Border Watch: Shadow Wolves patrol Tohono O'Odham reservation
Reporter: Sergio Avila
TOHONO O'ODHAM NATION, Ariz. (KGUN9-TV) - The battle against drug smugglers along the border is getting more sophisticated every day. Both law enforcement and the criminals they're hunting use the latest technology to try to stay one step ahead. But since the early 1970's, an elite group of Immigration and Customs Enforcement officers have been ancient tribal techniques to track smugglers.
They're called the Shadow Wolves; they prey on criminals who use the Tohono O'odham Nation to bring their illegal contraband into the country. The pack of elite hunters were formed in 1974 and are an integral part of protecting the 5,000 square mile Tohono O'Odham Nation--an area roughly the size of the state of Connecticut.
David Scout has been tracking smugglers in the area for nearly two decades. With his M-4 rifle by his side, Scout admitted to 9 On Your Side work has been getting more dangerous lately.
"Probably within the last ten years I've seen a lot more of the suspects that we apprehend at work, they're carrying a lot more weapons. Personally I don't think it's for law enforcement but there's always that underlying factor, you never know," Scout said. Since the shooting of U.S. Border Patrol agent Brian Terry, Scout said smuggling activity on the reservation has skyrocketed.
"That's always going to happen because when something like that happens of course what the government is going to do is we're going to shut that area down and let them know that we're not going to stand for what's occurring out there," Scout said.
KGUN9 News was invited to spend a day with the Shadow Wolves as they hunted down human and drug smugglers. These officers are highly trained to spot anything unusual in the terrain. Scout is methodical while driving his truck down well known smuggling routes. In some areas speeds rarely get over ten miles per hour.
"Basically what we're doing right now is looking for any disturbances, anything that doesn't look natural," Scout said. These tribal tracking techniques have been around for ages. The Shadow Wolves don't just look for footprints, barbed wire can snag burlap sacks used to carry drugs. Broken branches and knocked over vegetation can also guide them to the criminals.
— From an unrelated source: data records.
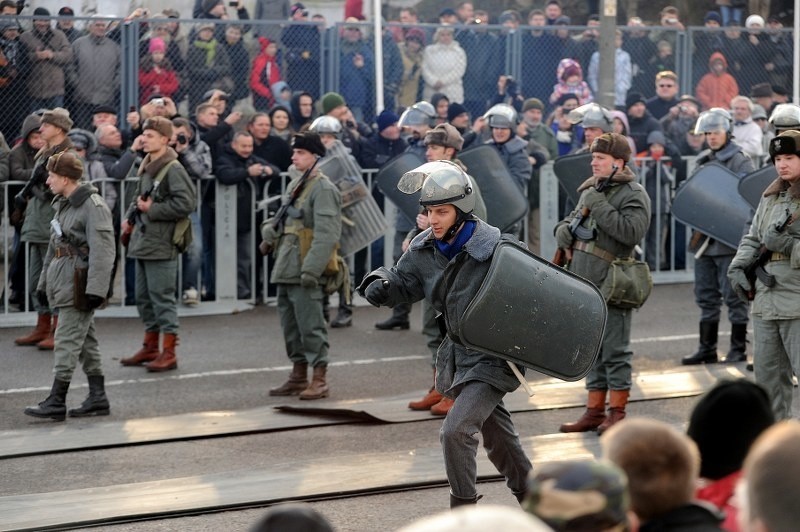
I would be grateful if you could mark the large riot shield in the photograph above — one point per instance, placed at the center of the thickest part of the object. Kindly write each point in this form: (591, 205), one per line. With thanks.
(505, 204)
(710, 202)
(362, 219)
(388, 177)
(571, 171)
(753, 185)
(535, 314)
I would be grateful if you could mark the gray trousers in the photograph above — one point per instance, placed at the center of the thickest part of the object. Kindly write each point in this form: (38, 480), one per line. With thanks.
(612, 369)
(776, 354)
(479, 408)
(76, 341)
(304, 329)
(711, 287)
(155, 294)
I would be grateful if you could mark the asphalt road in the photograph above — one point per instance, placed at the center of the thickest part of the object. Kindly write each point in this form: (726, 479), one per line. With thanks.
(230, 362)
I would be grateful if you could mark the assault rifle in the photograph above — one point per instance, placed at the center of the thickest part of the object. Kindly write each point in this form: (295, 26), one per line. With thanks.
(134, 213)
(288, 201)
(563, 256)
(756, 270)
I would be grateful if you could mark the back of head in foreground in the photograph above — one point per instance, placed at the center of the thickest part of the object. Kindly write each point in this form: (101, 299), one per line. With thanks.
(662, 464)
(771, 481)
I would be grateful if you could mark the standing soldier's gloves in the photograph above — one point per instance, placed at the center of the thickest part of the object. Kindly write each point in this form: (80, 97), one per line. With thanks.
(564, 237)
(592, 197)
(781, 242)
(308, 281)
(377, 293)
(93, 301)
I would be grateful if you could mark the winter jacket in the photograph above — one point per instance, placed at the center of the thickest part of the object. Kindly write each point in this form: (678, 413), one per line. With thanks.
(780, 302)
(87, 228)
(621, 221)
(96, 67)
(424, 272)
(320, 204)
(46, 78)
(173, 200)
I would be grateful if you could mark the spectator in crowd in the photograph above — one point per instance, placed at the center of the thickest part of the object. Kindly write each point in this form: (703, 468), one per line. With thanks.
(640, 120)
(302, 106)
(297, 276)
(747, 133)
(662, 466)
(570, 81)
(443, 66)
(579, 482)
(713, 258)
(639, 46)
(534, 84)
(207, 65)
(706, 42)
(48, 55)
(680, 119)
(239, 60)
(717, 87)
(195, 156)
(356, 71)
(724, 424)
(66, 23)
(411, 51)
(55, 124)
(666, 94)
(281, 123)
(623, 73)
(153, 249)
(301, 43)
(236, 165)
(481, 48)
(13, 90)
(82, 214)
(272, 11)
(156, 73)
(770, 487)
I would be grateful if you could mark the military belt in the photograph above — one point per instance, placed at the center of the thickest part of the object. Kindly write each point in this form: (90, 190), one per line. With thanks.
(594, 249)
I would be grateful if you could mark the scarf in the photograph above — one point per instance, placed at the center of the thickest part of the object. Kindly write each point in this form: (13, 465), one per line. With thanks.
(210, 48)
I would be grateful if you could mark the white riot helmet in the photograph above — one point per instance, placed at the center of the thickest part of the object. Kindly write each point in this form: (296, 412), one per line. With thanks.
(326, 124)
(420, 114)
(785, 116)
(501, 115)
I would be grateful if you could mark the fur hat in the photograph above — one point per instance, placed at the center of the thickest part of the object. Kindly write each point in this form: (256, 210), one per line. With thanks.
(614, 145)
(67, 164)
(445, 135)
(161, 125)
(309, 141)
(725, 422)
(59, 117)
(330, 101)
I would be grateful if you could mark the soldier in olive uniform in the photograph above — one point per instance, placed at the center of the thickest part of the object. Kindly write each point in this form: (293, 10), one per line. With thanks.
(313, 207)
(35, 199)
(164, 197)
(81, 240)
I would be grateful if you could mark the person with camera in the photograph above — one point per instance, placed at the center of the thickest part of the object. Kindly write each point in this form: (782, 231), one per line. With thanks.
(164, 196)
(76, 279)
(36, 200)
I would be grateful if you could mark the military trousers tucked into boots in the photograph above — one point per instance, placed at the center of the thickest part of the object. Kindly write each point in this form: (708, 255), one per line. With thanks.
(76, 341)
(479, 409)
(304, 329)
(613, 370)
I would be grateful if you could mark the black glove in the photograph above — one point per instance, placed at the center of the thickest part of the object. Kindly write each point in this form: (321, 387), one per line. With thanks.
(377, 293)
(41, 297)
(93, 301)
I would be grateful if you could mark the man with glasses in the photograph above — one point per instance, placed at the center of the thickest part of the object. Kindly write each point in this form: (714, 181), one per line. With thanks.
(666, 94)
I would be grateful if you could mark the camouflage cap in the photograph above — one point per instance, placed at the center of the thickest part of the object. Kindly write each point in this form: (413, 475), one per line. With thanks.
(578, 495)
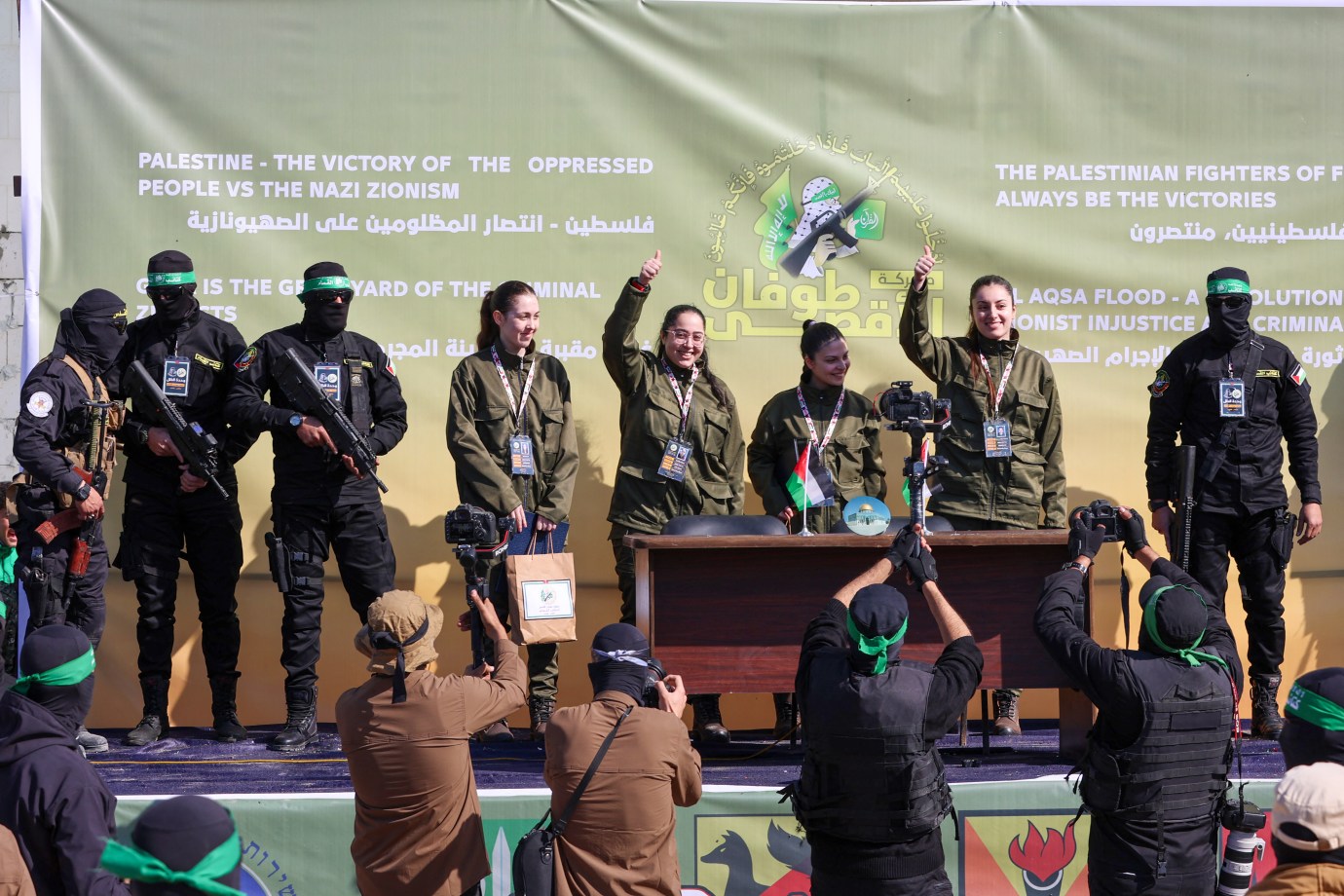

As the search went on, Scout found a pair of booties made of blankets. Smugglers typically use the makeshift shoes to hide their tracks. They also ride horses packed with drugs among grazing cattle to blend in. These officers are trained to find anything and can tell if a track made by an animal is unnaturally deep.
Slowly Scout drove through the desert and suddenly he stops, throws his truck in reverse and peers out his window, glaring at what only looks like sand to the untrained eye. Scout opens the door and searches the area.
"Here's the shoe, right there," Scout said as he drew a circle in the sand around a seemingly invisible print. Just by looking at it, he knows it's at least a few days old, and that whoever left the print is long gone.
Back in the office KGUN9 News spoke to the Shadow Wolves' supervisor, Assistant Special Agent in Charge Rodney Irby. 9 On Your Side asked him if it's difficult to keep smugglers from trying to recruit tribal members.
"The socioeconomic reality out here is there is high unemployment and tribal members have always been vulnerable to coercion by the organizations to help them facilitate," Irby said.
The border on the reservation has almost no infrastructure so it's a target for drug gangs. Large steel poles alternating from taller to shorter are in place to keep vehicles from driving in to the reservation.
The U.S./Mexico border actually cuts the Tohono O'Odham reservation in two. Tribal members are allowed to drive back and forth freely through specified gates. At these gates there is no port of entry, no fence, and no cameras. The Border Patrol has an agent posted at the gate 24 hours a day looking for anything suspicious.
Law enforcement like the Shadow Wolves are all over the reservation. Seeing several groups of patrol vehicles while driving is common.
KGUN9 News' hunt with the ShadowWolves turned up empty but their office in Sells has been very successful. So far this year they've seized 6,040 pounds of marijuana. Last year they nabbed more than 32,000 pounds.
Scout told 9 On Your Side the Shadow Wolves are the best fit for the reservation. Each member is at least 25% Native American.
"Just being Native American gives me an advantage to be able to communicate and relate to the people," Scout said. The heritage, he added, also gives these men an even greater sense of pride to keep the reservation safe.
"I like to do my part you know in protecting the United States from merchandise or narcotics coming through and I try to do my part in keeping that stuff off the streets," Scout said.
The Shadow Wolves currently have 11 members. According to Irby they're getting ready to start recruiting to expand their operations.